Make cuts across the contours of aluminum siding with a radial arm saw or a chop saw fitted with a panel blade. The panel blade has a very fine tooth that allows smoother cuts in the aluminum siding without tearing and snagging.
Install the panel blade backward in either power saw if you are still experiencing snags. This is a common builder’s trick and it works because the teeth on the blade are cutting from the smooth side instead of the jagged side.
Use straight tin snips for cuts along the width of the aluminum siding. Underneath windows, doors and eaves, you will likely need to cut the siding horizontally in order to fit it into the smaller space. Cut the top edge of the siding so the bottom feature strip will appear uniform and match the other rows.
Cut with red-handled tin snips when you are using your right hand and you want the portion of the aluminum to the left of the tin snip to rise. Do just the opposite with the green tin snips when you want the right side of the aluminum to rise. It takes some getting used to when alternating hands to cut but once you get the hang of it the work will go quickly.

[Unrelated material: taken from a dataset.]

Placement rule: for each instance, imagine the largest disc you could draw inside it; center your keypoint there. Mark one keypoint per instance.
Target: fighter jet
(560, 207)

Try using a niggler for cutting long straight sections horizontally. A niggler is a hand tool that vibrates two small blades up and down at high speed and allows you to cut a straight line in flat stock siding. Nigglers will not cut through the contours of the siding, however. For those cuts, use tin snips or the power saws.
Follow the general rule of using the big saws only for cuts that extend all the way from the top to the bottom of the siding. Since both the radial arm saw and the chop saw are difficult to control with precision when ending a cut, use the tin snips if you are trimming the siding to fit around windows, or vents.